Mimura Kosaku, Ogata Takashi, Yoshimoto Yuya, Yoshida Daisaku, Nakajima Shotaro, Sato Hisashi, Machida Nozomu, Yamada Takanobu, Watanabe Yohei, Tamaki Tomoaki, Fujikawa Hirohito, Inokuchi Yasuhiro, Hayase Suguru, Hanayama Hiroyuki, Saze Zenichiro, Katoh Hiroyuki, Takahashi Fumiaki, Oshima Takashi, Suzuki Yoshiyuki, Kono Koji
Department of Gastrointestinal Tract Surgery, Fukushima Medical University School of Medicine, 1 Hikarigaoka, Fukushima, 960-1295, Japan.
Department of Blood Transfusion and Transplantation Immunology, Fukushima Medical University School of Medicine, 1 Hikarigaoka, Fukushima, 960-1295, Japan.
Commun Med (Lond). 2023 Aug 15;3(1):111. doi: 10.1038/s43856-023-00343-4.
Although immune checkpoint inhibitors (ICI) targeting for PD-1 axis is a promising approach for advanced gastric cancer (GC) patients, the response rate is still limited. Induction of synergistic effect of irradiation with ICI targeting for the PD-1 axis can be an attractive strategy. The aim of this study was to assess the effect of the combination of irradiation with anti-PD-1 therapy for advanced GC.
We conducted a single-arm, phase I/II trial in GC patients treated with a combination of nivolumab and oligo-fractionated irradiation (22.5 Gy/5 fractions/5 days) (NCT03453164). Eligible patients (n = 40) had unresectable advanced or recurrent GC which progressed after primary and secondary chemotherapy with more than one lesion. The primary endpoint is the disease control rate (DCR) of non-irradiated target lesions and the secondary endpoints are the median survival time (MST), safety, and DCR of irradiated lesions.

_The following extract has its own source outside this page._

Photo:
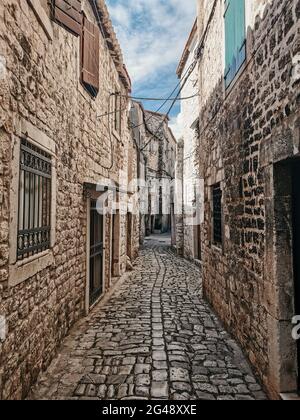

We observe that the DCR for the non-irradiated target as the abscopal effect is 22.5% (90% confidence interval (CI), 12.3-36.0), and the DCR for the irradiated lesion is 40.0% (90% CI, 26.9-54.2). The median survival time is 230 days (95% CI, 157-330), and grade 3 and higher adverse events (AEs) are observed in 16 patients (39 %) with no obvious additional AEs when adding irradiation.
The present study suggests that the combination of nivolumab with oligo-fractionated irradiation has the potential to induce a promising anti-tumor effect for advanced GC.
尽管针对PD-1轴的免疫检查点抑制剂(ICI)是晚期胃癌(GC)患者的一种有前景的治疗方法,但其缓解率仍然有限。诱导针对PD-1轴的ICI与放疗的协同效应可能是一种有吸引力的策略。本研究的目的是评估放疗联合抗PD-1治疗对晚期GC的疗效。
我们对接受纳武单抗和低分割放疗(22.5 Gy/5次/5天)联合治疗的GC患者进行了一项单臂I/II期试验(NCT03453164)。符合条件的患者(n = 40)患有不可切除的晚期或复发性GC,在一线和二线化疗后进展,且有多个病灶。主要终点是非照射靶病灶的疾病控制率(DCR),次要终点是中位生存时间(MST)、安全性以及照射病灶的DCR。
我们观察到作为远隔效应的非照射靶病灶的DCR为22.5%(90%置信区间(CI),12.3 - 36.0),照射病灶的DCR为40.0%(90% CI,26.9 - 54.2)。中位生存时间为230天(95% CI,157 - 330),16例患者(39%)出现3级及以上不良事件(AE),放疗后未观察到明显的额外AE。
本研究表明,纳武单抗与低分割放疗联合应用有可能对晚期GC产生有前景的抗肿瘤作用。